# taz.de -- Hendricks will Grundgesetzänderung: Der Bund soll wieder sozial bauen
> Sozialer Wohnungsbau ist Ländersache. Noch. Weil günstiger Wohnraum fehl,
> will Bundesbauministerin Barbara Hendricks den Bund wieder beteiligen.
IMG Bild: Es wird gebaut in Deutschland. Aber nicht genug Wohnraum für sozial Schwache
Berlin dpa | Bundesbauministerin Barbara Hendricks will sozialen
Wohnungsbau wieder zur Gemeinschaftsaufgabe von Bund und Ländern machen –
und erntet dafür sowohl Lob als auch Widerspruch.
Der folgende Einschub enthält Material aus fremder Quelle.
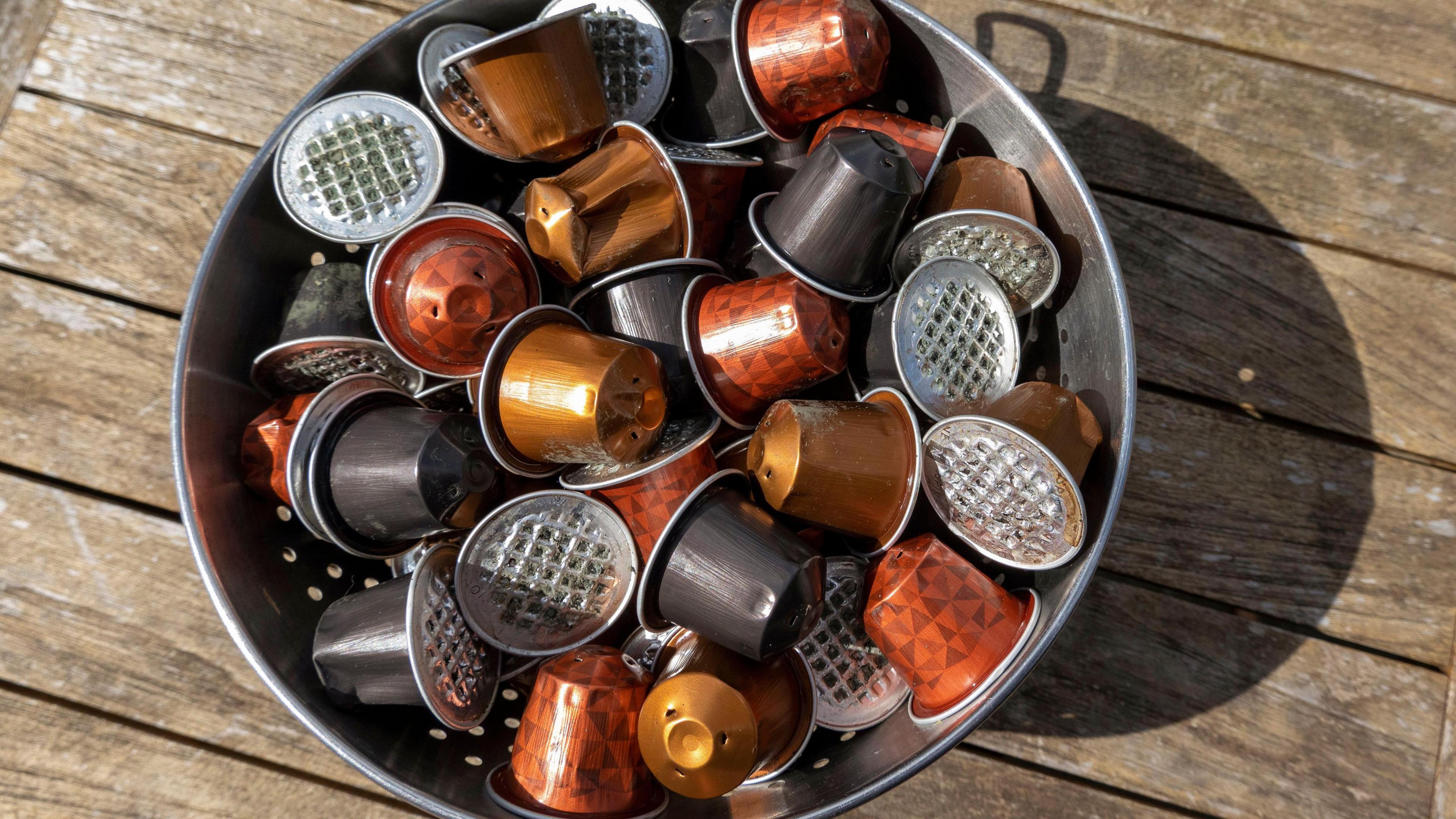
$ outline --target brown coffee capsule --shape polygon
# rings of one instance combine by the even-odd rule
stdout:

Die SPD-Politikerin
schlug vor, das Grundgesetz so zu ändern, dass der Bund sich auch über 2019
hinaus engagieren darf.
Wohnungsbau ist seit 2006 in Länderhand, der Bund zahlt bis 2019 sogenannte
Kompensationsmittel. „Der Bedarf ist so riesig, dass die Länder das auf
Dauer nicht allein stemmen können“, schrieb Hendricks am Dienstag [1][auf
Facebook]. Zuvor hatte sie mit den Zeitungen der Funke-Gruppe darüber
gesprochen.
Die Union widersprach. „Die Vermischung von Verantwortlichkeiten von
Aufgaben führt am Ende des Tages nicht zu einem guten Ergebnis“, sagte
Fraktionsvize Ralph Brinkhaus (CDU) der Deutschen Presse-Agentur.
Fraktionsvize Georg Nüßlein (CSU) kritisierte, die SPD habe nur den
sozialen Wohnungsbau im Blick und blockiere etwa beim Baurecht oder der
steuerlichen Förderung. „Wir müssen dafür sorgen, dass Privatinvestoren
wieder investieren.“ Ohne die Stimmen der Union ist die nötige
Grundgesetzänderung nicht möglich.
Unterstützung bekam Hendricks dagegen von der Opposition. Die Länder
bräuchten offensichtlich mehr strukturelle Unterstützung, teilte der
baupolitische Sprecher der Grünen-Fraktion, Chris Kühn, mit. Auch seine
Kollegin von der Linkspartei, Caren Lay, sagte: „Dass der soziale
Wohnungsbau komplett zur Ländersache gemacht wurde, war ein großer Fehler
der Föderalismusreform.“
## Hunderttausende Wohnungen fehlen
Der Spitzenverband der Wohnungswirtschaft GdW begrüßte den Vorstoß. Manchen
Ländern fehle die Finanzkraft, sagte GdW-Präsident Axel Gedaschko. Daher
müsse der Bund „mit voller Kraft“ mitwirken können. Der Deutsche Mieterbund
äußerte sich ebenfalls zustimmend: „Eine Neuregelung ist dringend
erforderlich.“ Der Neubau von mindestens 100.000 Sozialwohnungen pro Jahr
könne von den Ländern allein nicht realisiert werden, sagte Bundesdirektor
Lukas Siebenkotten.
Dem Mieterbund zufolge fehlen in Deutschland bis zu eine Million Wohnungen,
insbesondere günstige. Demnach müssen jährlich 400.000 Wohnungen neu gebaut
werden, davon 100.000 Sozialwohnungen.
Auch in den Ländern war das Echo geteilt. „Es gibt gute Gründe dafür, dass
die Länder die Kompetenz für den sozialen Wohnungsbau haben“, sagte ein
Sprecher der niedersächsischen Sozialministerin Cornelia Rundt (SPD). Diese
Weichenstellung sollte nicht wieder rückgängig gemacht werden. Zustimmung
gab es dagegen von Berlins Regierendem Bürgermeister Michael Müller und
Bremens Bürgermeister Carsten Sieling (beide SPD). Sieling ist zudem
Vorsitzender der Ministerpräsidentenkonferenz.